Having parallel collections can lead to all sorts of problems in making sure both collections contain the same elements. Solutions that involve parallel collections should hide all accesses and updates to the parallel collections through a separate object to ensure that all accesses and updates are consistent. The solution here is suitable mainly when the collections are updated infrequently, e.g., when they are built once or periodically and read from often. Here is a class implementing this solution:

package tuning.struct;
   
import java.util.Hashtable;
import java.util.Enumeration;
   
public class PartialSearcher
{
  Hashtable hash;
  String[  ] sortedArray;
   
  public static void main(String args[  ])
  {
    //Populate a Hashtable with ten strings
    Hashtable h = new Hashtable(  );
    h.put("hello", new Integer(1));
    h.put("hell", new Integer(2));
    h.put("alpha", new Integer(3));
    h.put("bye", new Integer(4));
    h.put("hello2", new Integer(5));
    h.put("solly", new Integer(6));
    h.put("sally", new Integer(7));
    h.put("silly", new Integer(8));
    h.put("zorro", new Integer(9));
    h.put("hi", new Integer(10));
   
    //Create the searching object
    PartialSearcher p = new PartialSearcher(h);
    //Match against all string keys given by
    //the first command line argument
    Object[  ] objs = p.match(args[0]);
    //And print the matches out
    for(int i = 0; i<objs.length; i++)
      System.out.println(objs[i]);
   
  }
   
  public PartialSearcher(Hashtable h)
  {
    hash = h;
    createSortedArray(  );
  }
   
  public Object[  ] match(String s)
  {
    //find the start and end positions of strings that match the key
    int startIdx = binarySearch(sortedArray, s,
                                0, sortedArray.length-1);
    int endIdx = binarySearch(sortedArray, s+ '\uFFFF',
                              0, sortedArray.length-1);
   
    //and return an array of the matched keys
    Object[  ] objs = new Object[endIdx-startIdx];
    for (int i = startIdx ; i < endIdx; i++)
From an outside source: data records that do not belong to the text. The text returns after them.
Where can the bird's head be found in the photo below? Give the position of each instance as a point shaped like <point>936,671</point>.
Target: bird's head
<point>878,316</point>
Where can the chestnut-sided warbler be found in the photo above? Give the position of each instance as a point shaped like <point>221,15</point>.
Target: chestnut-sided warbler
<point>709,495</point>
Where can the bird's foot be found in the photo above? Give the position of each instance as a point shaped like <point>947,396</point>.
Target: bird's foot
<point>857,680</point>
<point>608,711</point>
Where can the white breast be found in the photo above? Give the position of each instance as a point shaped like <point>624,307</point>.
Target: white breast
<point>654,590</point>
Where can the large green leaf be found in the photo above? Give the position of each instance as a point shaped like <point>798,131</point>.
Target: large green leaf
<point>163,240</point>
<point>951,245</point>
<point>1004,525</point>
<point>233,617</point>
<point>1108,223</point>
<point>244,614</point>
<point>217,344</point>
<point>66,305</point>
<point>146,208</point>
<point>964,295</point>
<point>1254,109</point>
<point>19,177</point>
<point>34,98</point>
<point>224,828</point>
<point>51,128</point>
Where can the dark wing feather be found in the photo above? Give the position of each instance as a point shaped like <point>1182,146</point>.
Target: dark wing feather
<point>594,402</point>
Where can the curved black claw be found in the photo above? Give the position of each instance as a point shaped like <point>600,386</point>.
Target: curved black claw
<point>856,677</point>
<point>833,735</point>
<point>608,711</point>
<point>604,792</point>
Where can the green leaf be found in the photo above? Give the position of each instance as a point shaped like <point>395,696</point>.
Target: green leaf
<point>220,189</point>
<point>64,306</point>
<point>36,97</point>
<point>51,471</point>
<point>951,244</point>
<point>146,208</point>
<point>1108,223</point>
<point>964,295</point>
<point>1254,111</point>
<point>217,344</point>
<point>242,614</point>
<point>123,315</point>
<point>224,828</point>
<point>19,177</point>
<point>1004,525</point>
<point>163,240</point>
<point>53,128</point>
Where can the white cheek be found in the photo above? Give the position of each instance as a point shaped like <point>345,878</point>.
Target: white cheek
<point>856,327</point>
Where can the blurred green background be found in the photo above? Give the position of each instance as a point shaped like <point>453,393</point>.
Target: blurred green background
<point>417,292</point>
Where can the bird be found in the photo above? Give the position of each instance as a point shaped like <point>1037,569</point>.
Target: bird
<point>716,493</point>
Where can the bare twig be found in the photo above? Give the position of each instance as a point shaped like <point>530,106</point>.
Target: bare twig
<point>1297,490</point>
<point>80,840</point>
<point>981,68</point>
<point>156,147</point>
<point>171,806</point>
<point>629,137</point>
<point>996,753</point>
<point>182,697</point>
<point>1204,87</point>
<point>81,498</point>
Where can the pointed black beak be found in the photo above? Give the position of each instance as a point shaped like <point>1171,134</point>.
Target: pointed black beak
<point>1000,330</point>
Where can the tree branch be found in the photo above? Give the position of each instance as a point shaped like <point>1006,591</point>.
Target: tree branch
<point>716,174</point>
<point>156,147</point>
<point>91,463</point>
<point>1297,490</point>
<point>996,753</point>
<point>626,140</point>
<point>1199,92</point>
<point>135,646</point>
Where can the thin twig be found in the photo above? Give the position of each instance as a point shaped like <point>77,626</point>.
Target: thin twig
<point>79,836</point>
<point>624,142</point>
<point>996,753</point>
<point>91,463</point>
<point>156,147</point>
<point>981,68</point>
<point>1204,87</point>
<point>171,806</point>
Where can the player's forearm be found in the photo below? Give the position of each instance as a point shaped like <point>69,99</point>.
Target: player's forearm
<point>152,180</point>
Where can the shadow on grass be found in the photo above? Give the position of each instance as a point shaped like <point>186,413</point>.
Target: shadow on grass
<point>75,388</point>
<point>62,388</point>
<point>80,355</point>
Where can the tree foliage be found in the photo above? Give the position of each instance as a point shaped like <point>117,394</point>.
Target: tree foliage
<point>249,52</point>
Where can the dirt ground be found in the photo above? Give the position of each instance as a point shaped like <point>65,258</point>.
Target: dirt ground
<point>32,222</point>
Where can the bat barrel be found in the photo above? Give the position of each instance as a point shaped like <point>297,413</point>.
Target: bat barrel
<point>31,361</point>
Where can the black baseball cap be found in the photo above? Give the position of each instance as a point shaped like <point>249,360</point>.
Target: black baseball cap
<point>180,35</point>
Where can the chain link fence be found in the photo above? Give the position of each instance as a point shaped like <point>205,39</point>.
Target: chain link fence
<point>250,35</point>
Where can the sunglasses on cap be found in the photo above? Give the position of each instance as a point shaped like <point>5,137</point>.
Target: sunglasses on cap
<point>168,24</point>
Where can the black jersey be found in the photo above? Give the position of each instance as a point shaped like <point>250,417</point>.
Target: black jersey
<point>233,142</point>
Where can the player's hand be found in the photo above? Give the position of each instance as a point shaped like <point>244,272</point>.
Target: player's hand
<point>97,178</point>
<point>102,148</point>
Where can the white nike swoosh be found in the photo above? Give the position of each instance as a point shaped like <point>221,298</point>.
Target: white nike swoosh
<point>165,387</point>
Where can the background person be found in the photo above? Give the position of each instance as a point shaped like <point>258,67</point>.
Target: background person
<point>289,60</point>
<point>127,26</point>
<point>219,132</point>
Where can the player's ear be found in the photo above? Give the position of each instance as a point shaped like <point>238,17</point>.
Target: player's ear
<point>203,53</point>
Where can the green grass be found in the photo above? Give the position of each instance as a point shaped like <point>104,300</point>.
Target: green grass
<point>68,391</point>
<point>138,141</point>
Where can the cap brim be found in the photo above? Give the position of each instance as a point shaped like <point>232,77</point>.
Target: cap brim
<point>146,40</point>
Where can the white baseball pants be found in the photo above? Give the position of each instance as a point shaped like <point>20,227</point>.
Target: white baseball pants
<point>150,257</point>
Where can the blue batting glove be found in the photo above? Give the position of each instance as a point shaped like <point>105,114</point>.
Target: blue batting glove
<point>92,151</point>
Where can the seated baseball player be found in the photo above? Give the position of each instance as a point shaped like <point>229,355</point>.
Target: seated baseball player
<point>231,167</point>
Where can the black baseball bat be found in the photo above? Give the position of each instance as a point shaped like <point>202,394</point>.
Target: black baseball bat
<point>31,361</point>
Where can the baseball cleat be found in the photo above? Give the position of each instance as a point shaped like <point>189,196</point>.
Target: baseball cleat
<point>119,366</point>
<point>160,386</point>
      objs[i-startIdx] = sortedArray[i];
    return objs;
  }
   
  public void createSortedArray(  )
  {
    //Create a sorted array of the keys of the hash table
    sortedArray = new String[hash.size(  )];
    Enumeration e = hash.keys(  );
    for (int i = 0; e.hasMoreElements(  ); i++)
      sortedArray[i] = (String) e.nextElement(  );
    quicksort(sortedArray, 0, sortedArray.length-1);
  }
   
  /**
   * Semi-standard binary search returning index of match location or
   * where the location would match if it is not present.
   */
  public static int binarySearch(String[  ] arr, String elem,
                                 int fromIndex, int toIndex)
  {
    int mid,cmp;
    while (fromIndex <= toIndex)
    {
      mid =(fromIndex + toIndex)/2;
      if ( (cmp = arr[mid].compareTo(elem)) < 0)
        fromIndex = mid + 1;
      else if (cmp > 0)
        toIndex = mid - 1;
      else
        return mid;
    }
    return fromIndex;
  }
   
  /**
   * Standard quicksort
   */
  public void quicksort(String[  ] arr, int lo, int hi)
  {
    if( lo >= hi ) 
      return;
   
    int mid = ( lo + hi ) / 2;
    String tmp;
    String middle = arr[ mid ];
   
    if( arr[ lo ].compareTo(middle) > 0 )
    {
      arr[ mid ] = arr[ lo ];
      arr[ lo ] = middle;
      middle = arr[ mid ];
    }
  
    if( middle.compareTo(arr[ hi ]) > 0)
    {
      arr[ mid ] = arr[ hi ];
      arr[ hi ] = middle;
      middle = arr[ mid ];
   
      if( arr[ lo ].compareTo(middle) > 0)
      {
        arr[ mid ] = arr[ lo ];
        arr[ lo ] = middle;
        middle = arr[ mid ];
      }
    }
   
    int left = lo + 1;
    int right = hi - 1;
   
    if( left >= right ) 
      return;
   
    for( ;; ) 
    {
      while( arr[ right ].compareTo(middle ) > 0)
      {
        right--;
      }
   
      while( left < right && arr[ left ].compareTo(middle ) <= 0)
      {
        left++;
      }
   
      if( left < right )
      {
        tmp = arr[ left ];
        arr[ left ] = arr[ right ];
        arr[ right ] = tmp;
        right--;
      }
      else
      {
        break;
      }
    }
   
    quicksort(arr, lo, left);
    quicksort(arr, left + 1, hi);
  }
}

Note that this solution has a wider application than only string keys. Any type of object can be used as a key as long as you can create a methodology to compare the order of the keys. This is a reasonable solution for several types of indexing.